Moreover, the Postal Service has been an important source of relatively well-paid jobs with good benefits for African-American workers. Over one out of five African-American workers areemployed by the public sector, now under fierce assault to continue a cycle of wage cuts and job reductions which ripple into private sector employment as public workers lose purchasing power.

Another employer threatens to move to Mexico

  • Milwaukee—which has already lost almost all of its local manufacturing jobs at once to low-wage plants set up in Mexico, including huge, locally-based employers like AO Smith (now Tower Automotive), Master Lock, and Johnson Controls—now faces the potential loss of yet another employer to Mexico.

Battery producer C&D Technologies, on the same day it opened contract negotiations with the United Steelworkers Local 322, announced that the "cost structure in Milwaukee remains among the highest in the industry," according to the Milwaukee Journal Sentinel. (As is typical with almost every news story in the commercial media that I have seen in 30 years of reading articles where corporations claim that local wages and benefits are too expensive, no information was provided by the Journal Sentinel on C&D 's profits or CEO pay.)

With the relocation to Mexico a very real threat, the more than 200 members of Local 322 will thus be negotiating with a gun at their heads.

The reality of that threat is driven home by the history of the very plant in which C&D is located, in a former Johnson Controls valve plant which closed about 15 years back.

From Milwaukee to Mexico—and 72 cents an hour

Although the plant and the corporation were profitable, Johnson Controls shut down the plant in the city's Riverwest neighborhood and shifted the jobs to Mexico, where workers started out at about 72 cents an hour.
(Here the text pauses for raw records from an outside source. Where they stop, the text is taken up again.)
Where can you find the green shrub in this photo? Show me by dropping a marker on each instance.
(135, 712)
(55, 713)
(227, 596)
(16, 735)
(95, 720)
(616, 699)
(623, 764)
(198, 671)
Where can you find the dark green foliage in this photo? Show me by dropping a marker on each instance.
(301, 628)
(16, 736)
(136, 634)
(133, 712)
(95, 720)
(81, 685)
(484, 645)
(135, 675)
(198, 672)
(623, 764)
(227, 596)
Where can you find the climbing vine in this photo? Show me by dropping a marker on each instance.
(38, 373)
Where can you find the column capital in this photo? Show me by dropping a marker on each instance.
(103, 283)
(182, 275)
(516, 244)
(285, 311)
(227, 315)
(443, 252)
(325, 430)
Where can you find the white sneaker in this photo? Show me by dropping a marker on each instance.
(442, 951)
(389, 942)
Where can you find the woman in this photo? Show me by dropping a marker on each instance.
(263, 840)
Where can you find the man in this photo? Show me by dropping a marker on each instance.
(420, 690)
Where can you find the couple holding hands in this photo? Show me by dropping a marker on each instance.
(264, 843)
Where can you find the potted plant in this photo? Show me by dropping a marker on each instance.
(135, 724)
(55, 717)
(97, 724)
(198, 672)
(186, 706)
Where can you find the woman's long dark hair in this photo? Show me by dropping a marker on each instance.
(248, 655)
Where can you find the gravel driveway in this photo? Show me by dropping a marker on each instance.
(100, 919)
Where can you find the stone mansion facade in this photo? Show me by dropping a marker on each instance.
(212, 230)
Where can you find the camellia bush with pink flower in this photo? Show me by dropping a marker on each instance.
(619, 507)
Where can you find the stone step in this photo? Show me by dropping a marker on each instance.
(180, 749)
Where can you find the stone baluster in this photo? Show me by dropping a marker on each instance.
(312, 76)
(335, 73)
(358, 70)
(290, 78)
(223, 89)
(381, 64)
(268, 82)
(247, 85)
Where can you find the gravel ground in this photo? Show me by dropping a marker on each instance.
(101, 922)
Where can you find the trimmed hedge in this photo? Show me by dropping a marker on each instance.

Johnson Controls' treatment of workers, who belonged to the International Association of Machinists and Aerospace Workers, was particularly cynical. On a Friday night in early October, the corporation honored long-time workers for their dedication and years of service at a lavish celebratory dinner.
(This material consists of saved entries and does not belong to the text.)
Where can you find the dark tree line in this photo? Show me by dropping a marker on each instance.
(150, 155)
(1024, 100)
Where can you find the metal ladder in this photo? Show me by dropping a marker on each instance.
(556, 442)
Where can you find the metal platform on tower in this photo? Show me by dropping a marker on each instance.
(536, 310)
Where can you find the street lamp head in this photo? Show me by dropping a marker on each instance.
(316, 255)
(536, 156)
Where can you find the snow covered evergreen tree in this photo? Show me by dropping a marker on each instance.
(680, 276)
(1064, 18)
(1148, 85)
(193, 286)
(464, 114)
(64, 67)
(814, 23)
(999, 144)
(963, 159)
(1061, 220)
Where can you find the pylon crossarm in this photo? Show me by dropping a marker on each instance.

But the corporation's true sense of the workers' value was revealed the following Tuesday when Johnson Controls announced that they were closing the plant and moving to Mexico (see hereand here. Michael Moore's film The Big One also has a substantial section on the closing and Johnson Controls).
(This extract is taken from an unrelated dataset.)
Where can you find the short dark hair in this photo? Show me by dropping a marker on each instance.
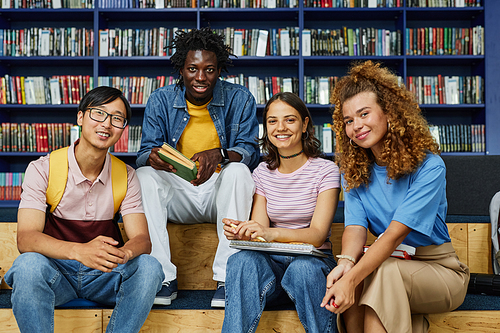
(104, 95)
(310, 144)
(199, 39)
Government contract vs. Buy America Act

C&D's conduct marks a similar show of ingratitude and bad faith. Thanks to the efforts of U.S. Sen. Herb Kohl and Rep. Gwen Moore, both Wisconsin Democrats, C&D won a $19 million contract to produce light-weight batteries for military electronics. The contract was supposed to result in the addition of 150 jobs.

But as progressive TV host and author Thom Hartmann pointed out in a recent speech at Fighting Bob Fest in Madison, Franklin Delano Roosevelt successfully pushed for a "Buy America" bill that required military contractors to manufacture their products in the U.S.

Buy America Act, ignored

But over the years, especially since the Reagan Administration, the federal government has ignored that law—which is still on the books—so frequently that it has become almost meaningless.

For Barack Obama, the threatened relocation of C&D and the loss of four-fifths of Milwaukee's industrial base should remind the president very powerfully that a stimulus to consumer demand—while desperately needed in a much larger form than he is now proposing—will "leak" overseas as consumers buy products formerly made in the U.S.

His proposals for three NAFTA-style "free trade" agreements with South Korea, Colombia and Panama would only deepen our troubles.

Curbs on corporations abandoning the U.S. are vitally necessary now, beginning with strong enforcement of FDR's Buy America Act.